Rhyming words - Following a reading, mention that you heard words that sounded alike at the end.  Repeat two of the words that rhyme, then  read the poem again and ask children to listen for other words that rhyme.  As children find words that rhyme, highlight them on the poem with highlighting markers or tape.  Write sets of words that rhyme on the board.  Underline the letters that are the same.  Have children think of other words that have the same sound at the end, and write these on the board as the children call them out.

Onsets and Rimes - Reinforce rhyming words from poems with plastic eggs.  Write onsets (consonant, blend) on one section and rimes (vowel and letters following it) on the other half.  Children twist eggs to read new words.

Rime Boxes - Place magnet letters that will create a particular word family (such as a, t, m, p, b, c, h, r) in a small breath mints tin.  Add a list of the words that can be made from the letters in the box so children can reproduce them on the lid.

Alliteration - Read poems that have strong alliteration.  Have children identify words with the same beginning sound.  Highlight the words in the poem or list them on the board.  Can children add other words to the list that begin with the same sound?  Write them on the board, and then read over your list. 

Sound Scramble - Just for fun, choose an initial consonant sound and alliterate each word in a poem or nursery rhyme.  For example:  Bumpty Bumpty Bat Bon Ba Ball.  Bumpty Bumpty bad ba breat ball…

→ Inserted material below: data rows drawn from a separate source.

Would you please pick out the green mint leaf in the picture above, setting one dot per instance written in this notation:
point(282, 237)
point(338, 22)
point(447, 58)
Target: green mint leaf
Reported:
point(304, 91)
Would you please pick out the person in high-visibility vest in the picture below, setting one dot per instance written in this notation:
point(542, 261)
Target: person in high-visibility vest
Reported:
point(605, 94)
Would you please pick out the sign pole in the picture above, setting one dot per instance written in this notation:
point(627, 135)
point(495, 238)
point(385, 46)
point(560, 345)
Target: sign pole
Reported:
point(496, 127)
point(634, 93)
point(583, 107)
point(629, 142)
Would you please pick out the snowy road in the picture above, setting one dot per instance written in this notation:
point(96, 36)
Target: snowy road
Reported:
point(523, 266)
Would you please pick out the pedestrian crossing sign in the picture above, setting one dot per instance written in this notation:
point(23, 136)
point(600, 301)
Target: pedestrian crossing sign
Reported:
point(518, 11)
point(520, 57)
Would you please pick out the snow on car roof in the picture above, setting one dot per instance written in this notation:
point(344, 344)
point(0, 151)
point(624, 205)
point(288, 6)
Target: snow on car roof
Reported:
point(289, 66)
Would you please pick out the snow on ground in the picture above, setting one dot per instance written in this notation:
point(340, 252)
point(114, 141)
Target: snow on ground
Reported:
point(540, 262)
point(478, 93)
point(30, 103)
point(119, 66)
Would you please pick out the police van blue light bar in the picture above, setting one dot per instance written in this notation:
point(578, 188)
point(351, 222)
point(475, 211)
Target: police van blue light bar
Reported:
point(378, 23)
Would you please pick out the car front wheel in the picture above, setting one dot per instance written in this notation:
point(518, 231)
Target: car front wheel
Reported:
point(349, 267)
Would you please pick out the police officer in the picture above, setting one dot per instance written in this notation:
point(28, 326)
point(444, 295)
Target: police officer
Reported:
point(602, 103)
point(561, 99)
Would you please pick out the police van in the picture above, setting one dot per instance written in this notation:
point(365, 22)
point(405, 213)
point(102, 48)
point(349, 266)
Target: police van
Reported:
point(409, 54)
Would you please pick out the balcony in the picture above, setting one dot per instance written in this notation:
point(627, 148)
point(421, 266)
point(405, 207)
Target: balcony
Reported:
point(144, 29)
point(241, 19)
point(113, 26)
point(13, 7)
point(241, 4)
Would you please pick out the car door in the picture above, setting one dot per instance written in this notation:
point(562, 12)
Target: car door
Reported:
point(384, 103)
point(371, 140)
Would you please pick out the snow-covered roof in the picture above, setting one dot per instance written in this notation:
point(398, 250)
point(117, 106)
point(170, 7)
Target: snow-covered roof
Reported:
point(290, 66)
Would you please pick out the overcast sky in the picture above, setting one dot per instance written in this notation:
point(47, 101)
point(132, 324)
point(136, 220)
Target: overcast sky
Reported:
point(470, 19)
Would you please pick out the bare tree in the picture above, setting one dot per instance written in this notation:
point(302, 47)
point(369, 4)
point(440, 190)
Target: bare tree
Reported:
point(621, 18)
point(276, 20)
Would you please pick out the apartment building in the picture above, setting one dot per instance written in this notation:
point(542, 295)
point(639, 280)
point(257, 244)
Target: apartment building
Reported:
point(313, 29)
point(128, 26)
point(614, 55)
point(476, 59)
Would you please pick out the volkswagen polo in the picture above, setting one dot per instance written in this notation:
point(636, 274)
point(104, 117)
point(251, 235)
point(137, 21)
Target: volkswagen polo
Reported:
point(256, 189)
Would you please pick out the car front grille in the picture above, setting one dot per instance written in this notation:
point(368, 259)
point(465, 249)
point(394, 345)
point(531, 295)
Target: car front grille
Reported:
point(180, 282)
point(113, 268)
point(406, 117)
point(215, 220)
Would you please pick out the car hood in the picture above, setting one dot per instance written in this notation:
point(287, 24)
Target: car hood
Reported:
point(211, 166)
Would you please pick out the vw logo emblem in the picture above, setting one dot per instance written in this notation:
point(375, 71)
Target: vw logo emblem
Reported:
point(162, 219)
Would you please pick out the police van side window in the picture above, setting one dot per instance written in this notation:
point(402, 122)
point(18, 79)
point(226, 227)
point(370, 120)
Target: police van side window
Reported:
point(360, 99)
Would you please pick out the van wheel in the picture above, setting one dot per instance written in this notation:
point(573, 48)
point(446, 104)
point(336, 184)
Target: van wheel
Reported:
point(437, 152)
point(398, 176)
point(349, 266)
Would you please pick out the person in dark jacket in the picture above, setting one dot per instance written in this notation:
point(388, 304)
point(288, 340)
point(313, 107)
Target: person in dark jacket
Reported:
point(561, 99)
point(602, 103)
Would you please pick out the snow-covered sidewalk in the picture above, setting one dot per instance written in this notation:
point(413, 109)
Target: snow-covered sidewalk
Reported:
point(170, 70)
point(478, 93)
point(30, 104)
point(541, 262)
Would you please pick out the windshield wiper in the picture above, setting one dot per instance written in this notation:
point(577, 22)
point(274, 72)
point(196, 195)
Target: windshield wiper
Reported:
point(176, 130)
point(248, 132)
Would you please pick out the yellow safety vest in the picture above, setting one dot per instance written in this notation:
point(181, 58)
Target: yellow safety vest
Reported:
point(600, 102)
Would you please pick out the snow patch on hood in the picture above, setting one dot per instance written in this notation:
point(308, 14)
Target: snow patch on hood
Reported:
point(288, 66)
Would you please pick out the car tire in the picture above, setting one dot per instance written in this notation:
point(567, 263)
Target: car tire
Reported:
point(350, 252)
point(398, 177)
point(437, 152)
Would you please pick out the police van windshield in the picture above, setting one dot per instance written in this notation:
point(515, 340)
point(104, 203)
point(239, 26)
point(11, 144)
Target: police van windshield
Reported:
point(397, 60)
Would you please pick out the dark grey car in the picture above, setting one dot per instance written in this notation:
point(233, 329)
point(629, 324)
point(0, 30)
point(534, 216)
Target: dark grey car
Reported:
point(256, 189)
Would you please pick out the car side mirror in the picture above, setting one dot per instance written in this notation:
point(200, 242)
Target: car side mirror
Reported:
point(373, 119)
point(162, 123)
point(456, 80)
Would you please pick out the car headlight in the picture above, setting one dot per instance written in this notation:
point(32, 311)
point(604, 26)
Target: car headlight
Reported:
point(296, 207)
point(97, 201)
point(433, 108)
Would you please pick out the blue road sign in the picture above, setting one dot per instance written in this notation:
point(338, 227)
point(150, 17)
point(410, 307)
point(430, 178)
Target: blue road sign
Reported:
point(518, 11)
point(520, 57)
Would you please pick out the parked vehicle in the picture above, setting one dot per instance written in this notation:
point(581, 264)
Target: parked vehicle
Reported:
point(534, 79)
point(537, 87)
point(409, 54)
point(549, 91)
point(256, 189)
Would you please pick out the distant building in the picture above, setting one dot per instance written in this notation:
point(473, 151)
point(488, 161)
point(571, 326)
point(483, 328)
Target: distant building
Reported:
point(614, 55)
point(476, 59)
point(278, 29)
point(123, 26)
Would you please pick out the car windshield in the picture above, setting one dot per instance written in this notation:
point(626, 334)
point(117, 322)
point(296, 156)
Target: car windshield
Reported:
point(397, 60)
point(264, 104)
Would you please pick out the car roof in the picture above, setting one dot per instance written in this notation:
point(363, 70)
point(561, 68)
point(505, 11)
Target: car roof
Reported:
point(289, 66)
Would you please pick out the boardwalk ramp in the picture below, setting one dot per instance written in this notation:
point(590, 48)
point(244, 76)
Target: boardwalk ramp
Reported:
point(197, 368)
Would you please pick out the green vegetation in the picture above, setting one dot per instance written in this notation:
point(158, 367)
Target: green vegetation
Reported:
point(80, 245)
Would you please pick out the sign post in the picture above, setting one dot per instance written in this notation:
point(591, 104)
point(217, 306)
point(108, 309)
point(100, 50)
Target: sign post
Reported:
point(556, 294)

Listen Up - Say groups of words from a poem.  Two should begin with the same sound and the third should be different.  For example, "lion, leap, ground."  Can children listen up and identify the two that are the same? 

Say a number of words from a poem.  Tell the children if they hear a word that starts with a particular sound they should put their thumbs up.  If they don't hear the sound, they should put their thumbs down.

Letter Recognition - Glue magnetic letters to the end of craft sticks.  Pass these out to the children.  Can they find their letter in the poem and match it up?

Make a "magnifying glass" by twisting the end of a pipe cleaner into a circle.  Have children take the glass and "spy" letters they can identify in the poem.

Blending - Select words from the poem and stretch them out.  Can children blend the sounds and identify the word? 

Decoding Skills - As you come to unknown words in poems, stop and model how to sound them out by blending the sounds.